What Are the Regulations for Fire Doors

Date:Apr 10, 2019

Fire ratings measure the amount of time that a door is able to contain the spread of fire, as tested according to NFPA guidelines. This means a door with a two-hour rating, for example, can be expected to resist combustion for two hours in the event of a fire. Also, a fire door will typically have three-quarters of the rating of the surrounding wall. For instance, a wall with a two-hour rating will usually contain doors with a 90-minute rating. Overall, a fire rating can range from 20 minutes to three hours, but keep in mind that 20-minute doors are designed to block smoke rather than flames. The rating requirements for each type of door and wall in a building are set by a fire marshal or by building codes.

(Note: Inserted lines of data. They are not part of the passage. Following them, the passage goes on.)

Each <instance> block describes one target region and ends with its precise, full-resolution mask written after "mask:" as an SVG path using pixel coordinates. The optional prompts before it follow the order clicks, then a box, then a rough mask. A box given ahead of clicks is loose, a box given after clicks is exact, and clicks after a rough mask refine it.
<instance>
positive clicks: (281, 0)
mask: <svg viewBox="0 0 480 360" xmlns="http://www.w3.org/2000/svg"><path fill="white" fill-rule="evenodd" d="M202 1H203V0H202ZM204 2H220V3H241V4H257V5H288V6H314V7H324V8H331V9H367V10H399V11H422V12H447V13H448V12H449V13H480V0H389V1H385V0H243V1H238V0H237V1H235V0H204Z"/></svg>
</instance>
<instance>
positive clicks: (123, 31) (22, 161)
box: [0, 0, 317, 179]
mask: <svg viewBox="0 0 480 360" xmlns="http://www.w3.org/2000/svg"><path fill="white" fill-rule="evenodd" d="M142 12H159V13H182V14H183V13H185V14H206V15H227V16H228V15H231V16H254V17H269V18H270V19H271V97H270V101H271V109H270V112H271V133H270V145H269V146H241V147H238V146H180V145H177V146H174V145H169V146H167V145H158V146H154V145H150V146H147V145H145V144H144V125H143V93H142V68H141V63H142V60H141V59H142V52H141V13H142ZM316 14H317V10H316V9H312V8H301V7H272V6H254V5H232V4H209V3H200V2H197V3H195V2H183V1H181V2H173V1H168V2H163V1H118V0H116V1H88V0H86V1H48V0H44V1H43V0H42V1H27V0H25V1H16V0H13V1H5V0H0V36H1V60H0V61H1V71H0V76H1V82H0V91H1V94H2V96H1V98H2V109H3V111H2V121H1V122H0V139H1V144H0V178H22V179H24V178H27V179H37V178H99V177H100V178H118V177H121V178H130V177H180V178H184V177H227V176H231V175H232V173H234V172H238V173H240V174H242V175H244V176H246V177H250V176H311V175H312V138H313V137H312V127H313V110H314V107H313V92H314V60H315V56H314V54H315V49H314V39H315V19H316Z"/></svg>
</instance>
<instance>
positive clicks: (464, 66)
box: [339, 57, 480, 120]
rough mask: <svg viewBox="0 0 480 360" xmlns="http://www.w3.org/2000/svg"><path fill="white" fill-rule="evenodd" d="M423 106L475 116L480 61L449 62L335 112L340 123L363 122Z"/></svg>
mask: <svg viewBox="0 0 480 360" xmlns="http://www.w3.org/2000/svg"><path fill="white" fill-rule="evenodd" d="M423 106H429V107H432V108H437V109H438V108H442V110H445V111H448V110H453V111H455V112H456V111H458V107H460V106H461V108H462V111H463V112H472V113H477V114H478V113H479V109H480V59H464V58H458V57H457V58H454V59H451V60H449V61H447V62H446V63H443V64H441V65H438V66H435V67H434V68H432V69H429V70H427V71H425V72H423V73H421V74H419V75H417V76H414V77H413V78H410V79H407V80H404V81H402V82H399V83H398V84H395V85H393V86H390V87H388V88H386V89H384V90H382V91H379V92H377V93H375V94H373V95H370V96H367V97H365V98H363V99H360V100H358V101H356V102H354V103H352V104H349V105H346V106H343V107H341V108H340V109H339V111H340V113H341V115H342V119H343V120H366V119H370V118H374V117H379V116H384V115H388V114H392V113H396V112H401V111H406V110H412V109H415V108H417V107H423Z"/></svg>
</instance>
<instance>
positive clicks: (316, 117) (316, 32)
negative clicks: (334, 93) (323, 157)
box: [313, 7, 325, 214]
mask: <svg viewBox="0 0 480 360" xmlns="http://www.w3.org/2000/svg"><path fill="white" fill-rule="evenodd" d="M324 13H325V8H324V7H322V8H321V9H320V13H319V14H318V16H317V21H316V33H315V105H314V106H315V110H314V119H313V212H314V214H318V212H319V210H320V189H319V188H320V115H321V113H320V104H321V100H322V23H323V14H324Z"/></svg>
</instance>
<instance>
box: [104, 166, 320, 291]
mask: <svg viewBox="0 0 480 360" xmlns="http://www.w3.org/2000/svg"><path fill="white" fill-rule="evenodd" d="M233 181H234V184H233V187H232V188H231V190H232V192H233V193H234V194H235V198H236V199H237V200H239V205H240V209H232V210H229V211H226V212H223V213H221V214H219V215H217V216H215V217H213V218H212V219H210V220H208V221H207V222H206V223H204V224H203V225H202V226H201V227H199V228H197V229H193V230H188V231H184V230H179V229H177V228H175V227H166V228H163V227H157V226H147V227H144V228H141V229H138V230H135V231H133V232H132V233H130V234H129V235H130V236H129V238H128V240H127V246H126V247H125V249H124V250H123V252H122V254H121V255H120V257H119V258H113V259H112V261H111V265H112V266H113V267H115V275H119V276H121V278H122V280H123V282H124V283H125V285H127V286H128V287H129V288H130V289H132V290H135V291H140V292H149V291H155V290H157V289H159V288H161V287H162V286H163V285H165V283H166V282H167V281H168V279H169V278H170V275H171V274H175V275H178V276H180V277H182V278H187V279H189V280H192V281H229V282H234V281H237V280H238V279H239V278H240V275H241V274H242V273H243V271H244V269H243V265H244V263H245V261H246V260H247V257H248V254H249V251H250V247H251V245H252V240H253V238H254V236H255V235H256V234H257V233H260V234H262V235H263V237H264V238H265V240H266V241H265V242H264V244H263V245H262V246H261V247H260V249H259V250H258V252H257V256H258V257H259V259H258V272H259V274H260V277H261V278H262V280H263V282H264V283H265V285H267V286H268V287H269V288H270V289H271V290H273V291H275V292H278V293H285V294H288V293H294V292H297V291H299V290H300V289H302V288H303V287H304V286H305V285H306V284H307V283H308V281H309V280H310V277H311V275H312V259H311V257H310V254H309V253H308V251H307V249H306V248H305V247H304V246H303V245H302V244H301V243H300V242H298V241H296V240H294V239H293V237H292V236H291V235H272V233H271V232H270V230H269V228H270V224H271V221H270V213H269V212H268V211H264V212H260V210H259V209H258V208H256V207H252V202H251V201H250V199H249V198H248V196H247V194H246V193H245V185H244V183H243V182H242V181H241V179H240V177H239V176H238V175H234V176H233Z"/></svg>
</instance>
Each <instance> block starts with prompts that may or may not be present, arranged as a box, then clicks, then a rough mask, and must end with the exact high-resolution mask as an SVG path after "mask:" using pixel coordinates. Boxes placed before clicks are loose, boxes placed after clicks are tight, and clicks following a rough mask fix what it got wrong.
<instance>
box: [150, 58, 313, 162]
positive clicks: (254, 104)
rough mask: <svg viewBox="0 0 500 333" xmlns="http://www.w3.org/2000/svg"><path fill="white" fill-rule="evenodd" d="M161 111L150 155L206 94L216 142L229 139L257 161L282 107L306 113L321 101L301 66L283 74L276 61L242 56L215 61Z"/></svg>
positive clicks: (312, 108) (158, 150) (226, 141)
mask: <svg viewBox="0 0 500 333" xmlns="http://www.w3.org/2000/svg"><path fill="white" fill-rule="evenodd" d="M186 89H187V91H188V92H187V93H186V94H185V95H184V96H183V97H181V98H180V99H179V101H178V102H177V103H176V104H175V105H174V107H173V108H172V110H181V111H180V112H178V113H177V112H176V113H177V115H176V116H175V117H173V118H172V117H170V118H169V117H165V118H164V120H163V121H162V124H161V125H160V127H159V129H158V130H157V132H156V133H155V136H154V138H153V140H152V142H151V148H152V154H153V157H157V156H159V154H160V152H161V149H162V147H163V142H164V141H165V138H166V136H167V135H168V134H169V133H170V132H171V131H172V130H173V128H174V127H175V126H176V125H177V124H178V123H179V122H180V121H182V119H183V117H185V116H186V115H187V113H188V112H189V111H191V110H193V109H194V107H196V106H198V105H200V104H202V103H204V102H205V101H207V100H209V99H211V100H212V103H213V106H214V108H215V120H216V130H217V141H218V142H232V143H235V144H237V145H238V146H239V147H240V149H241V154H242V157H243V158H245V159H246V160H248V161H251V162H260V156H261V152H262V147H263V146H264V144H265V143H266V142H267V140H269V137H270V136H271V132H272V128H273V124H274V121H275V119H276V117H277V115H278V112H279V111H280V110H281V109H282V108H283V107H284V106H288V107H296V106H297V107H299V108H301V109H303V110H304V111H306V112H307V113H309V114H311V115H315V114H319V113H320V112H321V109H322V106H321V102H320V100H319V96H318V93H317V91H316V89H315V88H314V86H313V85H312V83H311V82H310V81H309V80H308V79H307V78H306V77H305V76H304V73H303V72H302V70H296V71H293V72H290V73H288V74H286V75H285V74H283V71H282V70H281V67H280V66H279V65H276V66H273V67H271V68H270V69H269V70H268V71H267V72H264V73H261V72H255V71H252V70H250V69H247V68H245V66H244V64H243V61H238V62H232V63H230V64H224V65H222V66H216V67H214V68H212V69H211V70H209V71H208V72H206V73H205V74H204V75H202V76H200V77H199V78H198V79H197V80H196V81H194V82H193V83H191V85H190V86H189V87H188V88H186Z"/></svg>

Door and Frame Requirements Wooden fire doors must have solid wood or mineral cores, while steel doors typically have honeycombed or insulated cores. The door should be prepped at the factory so there is no more than three-quarters of an inch of clearance between the bottom of the door and the finished floor. Also, no holes larger than 1 inch in diameter may be drilled without voiding the fire rating. Pairs of doors must be equipped with an astragal, or overlapping seam or molding. Additionally, frames must be made from at least 16-gauge steel and should be prepped at the factory to receive hardware.